Natalia Vodianova took to Facebook to defend her inflammatory statement that “everyone knows skinny is better than fat” made at the Vogue Festival last weekend, shifting the blame for eating disorders onto the food industry and world economy. Although her argument—that there are industries other than fashion that profit from body image issues—is valid, we think her most salient point was simply that the media took her quote out of context. Instead of backpedaling on her work against the fashion industry’s warped standards, we wish she’d simply stuck to her guns.
Vodianova first deflected criticisms by lashing out at the food and diet industries, explaining that her own line of work isn’t the only one that profits from scrutinizing women’s bodies:
I felt angry actually now I think about it. Our industry is scrutinised for giving false image and criteria of beauty and provoking eating disorders however there are other industries that might be even more to blame like food industry that constantly reinventing ways of pushing food on us. Makes people stuff fridges with food, buying pills, millions of books on diets, shopping for the right clothes to hide those extra few pounds, beauty products. I guess some would say that’s what makes our economy go around. Yes, I choose to do more and eat less. Sorry world economy, I am a bad client!
Which is all valid…but not unrelated to the standards set in fashion and entertainment.
But then she gets to the part that—I think—is her best defense:
It makes me feel even more sad that so much has been taken out of contexts by tabloid media [...] This time a really fun two hours I shared with Lily, Eva and Jourdan and our audience, where we had everyone laughing through most of it and where for 5 minutes I felt like a stand up comedian and had to add NHS and Daily Mail into it just to lighten the heavy subject of body issue up, turned into a sour one.

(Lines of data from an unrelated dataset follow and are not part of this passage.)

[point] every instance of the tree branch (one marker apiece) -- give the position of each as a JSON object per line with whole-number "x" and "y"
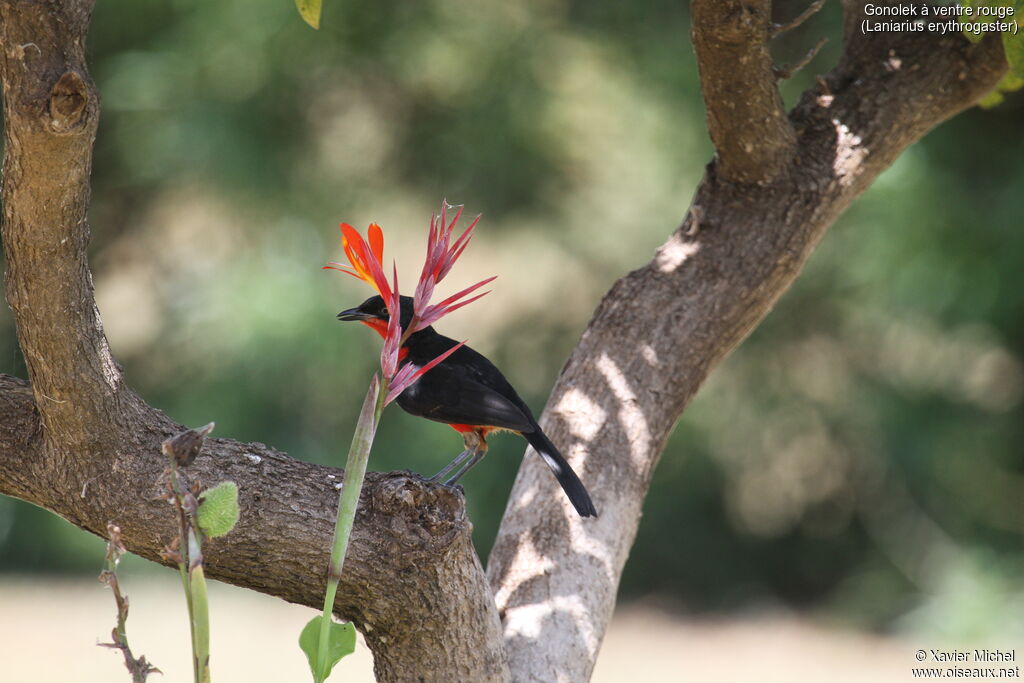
{"x": 79, "y": 442}
{"x": 412, "y": 578}
{"x": 663, "y": 328}
{"x": 745, "y": 119}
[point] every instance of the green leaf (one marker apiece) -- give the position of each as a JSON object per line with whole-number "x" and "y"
{"x": 309, "y": 10}
{"x": 341, "y": 642}
{"x": 218, "y": 509}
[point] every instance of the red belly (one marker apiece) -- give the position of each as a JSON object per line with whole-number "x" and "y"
{"x": 462, "y": 429}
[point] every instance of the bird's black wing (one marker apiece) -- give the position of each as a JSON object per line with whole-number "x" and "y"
{"x": 450, "y": 393}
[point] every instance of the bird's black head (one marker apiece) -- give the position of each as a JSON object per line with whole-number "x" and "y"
{"x": 373, "y": 312}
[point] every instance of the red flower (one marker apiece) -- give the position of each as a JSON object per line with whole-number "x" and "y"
{"x": 365, "y": 258}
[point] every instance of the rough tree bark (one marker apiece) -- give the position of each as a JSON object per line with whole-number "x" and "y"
{"x": 767, "y": 199}
{"x": 80, "y": 442}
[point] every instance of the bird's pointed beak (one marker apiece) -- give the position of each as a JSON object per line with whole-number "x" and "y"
{"x": 353, "y": 314}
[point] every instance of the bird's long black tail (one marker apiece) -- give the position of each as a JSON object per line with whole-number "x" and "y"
{"x": 566, "y": 477}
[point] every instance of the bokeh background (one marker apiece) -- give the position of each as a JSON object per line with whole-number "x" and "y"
{"x": 855, "y": 467}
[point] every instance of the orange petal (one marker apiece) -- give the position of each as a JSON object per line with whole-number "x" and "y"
{"x": 376, "y": 236}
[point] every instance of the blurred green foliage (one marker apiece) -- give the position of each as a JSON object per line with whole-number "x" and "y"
{"x": 861, "y": 455}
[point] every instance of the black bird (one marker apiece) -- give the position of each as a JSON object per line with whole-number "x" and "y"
{"x": 468, "y": 392}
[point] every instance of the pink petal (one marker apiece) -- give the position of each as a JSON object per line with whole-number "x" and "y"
{"x": 411, "y": 373}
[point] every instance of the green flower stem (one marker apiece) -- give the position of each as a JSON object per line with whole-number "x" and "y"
{"x": 348, "y": 499}
{"x": 201, "y": 610}
{"x": 178, "y": 488}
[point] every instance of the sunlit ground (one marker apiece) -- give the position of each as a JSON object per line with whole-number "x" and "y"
{"x": 49, "y": 630}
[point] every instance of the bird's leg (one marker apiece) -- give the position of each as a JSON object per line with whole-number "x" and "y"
{"x": 475, "y": 444}
{"x": 451, "y": 466}
{"x": 477, "y": 457}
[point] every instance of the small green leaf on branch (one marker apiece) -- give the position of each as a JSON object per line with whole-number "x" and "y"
{"x": 341, "y": 643}
{"x": 310, "y": 11}
{"x": 218, "y": 509}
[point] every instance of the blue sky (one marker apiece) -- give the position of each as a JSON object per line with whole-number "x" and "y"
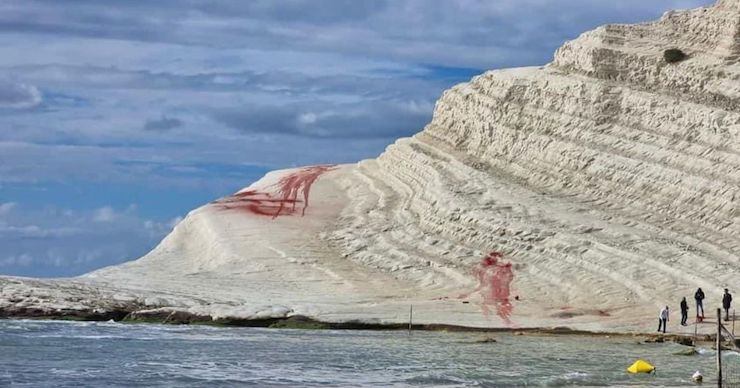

Again taking into consideration that the format of the event was not a speech by me but interaction with the audience it is clearly been blown out of proportion by some journalist/s to create a scandal. If I was giving a speech I would have chosen my words more carefully of course but considering the format and that so many people came up to me afterwards and told me how happy they were to have laughed and were glad that I was so “normal” and direct at the conference I doubt I offended someone there and if I did I apologise because I surely only meant to highlight a different point of view.
Of course her comments were taken out of context by the media. And of course she would have spoken differently in a speech; she may be just as confused as the rest of us about body image and health, but she’s smart enough to know that it’s nearly impossible to talk about it without offending someone—especially for a celebrity.
People could misinterpret Vodianova’s statements for several reasons, not least of which is the fact that the words “skinny” and “fat” can mean several different things—and both can be defined as “unhealthy.” But there is no innocuous way to discuss women’s bodies or health, at least no way that moves the discussion forward and gets people to talk about the real issues at hand. These discussions push buttons for many of us, if not most, and they’re even triggering for some men and women who suffer disordered eating. But does that mean that we shouldn’t have them at all?
Personally, I’d rather models like Vodianova make the occasional stumble in the name of talking about the issues, rather than just shutting up.